In fact, people with criminal records committed ninety percent of New York City murders from 2003 through 2005, according to a New York Times survey. In Massachusetts, researchers at Harvard University’s Kennedy School discovered that 95 percent of homicide offenders had been arraigned at least once in Massachusetts courts before committing murder. In Baltimore, policy records showed that 80 percent of murder suspects and 82 percent of victims in 2005 had criminal records as well.

This trend is also true nationally. My studies reveal that roughly 90 percent of adult murderers have adult records, have an average crime “career” of six or more years, and have committed an average of four major felonies.

Criminologists have also proven that handguns do help innocent people protect themselves.
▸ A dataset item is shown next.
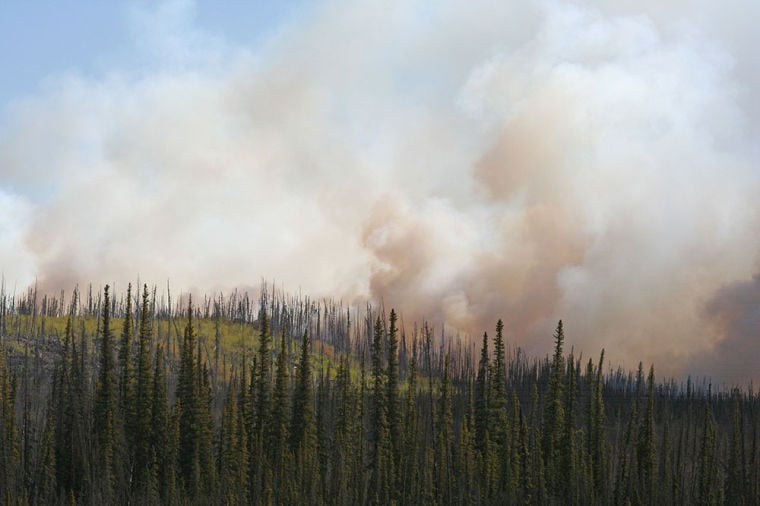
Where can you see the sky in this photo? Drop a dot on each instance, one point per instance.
(591, 161)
Florida State University criminologist Gary Kleck has discovered that each year the number of victims who use handguns to repel criminals is several times greater than the number of criminals who use handguns in attempting to commit crimes. In cases when the assailant also has a gun, he will flee in eighty-two percent of incidents in which a victim draws a weapon.

While the reasons for enacting a gun ban may seem valid on the surface, such bans are simply ineffective. Criminals who ignore laws prohibiting rape, robbery, and murder will also ignore laws that prohibit them from owning guns. The Court’s decision may or may not drastically alter homicide rates in the District, but ignoring the facts behind most handgun crime will.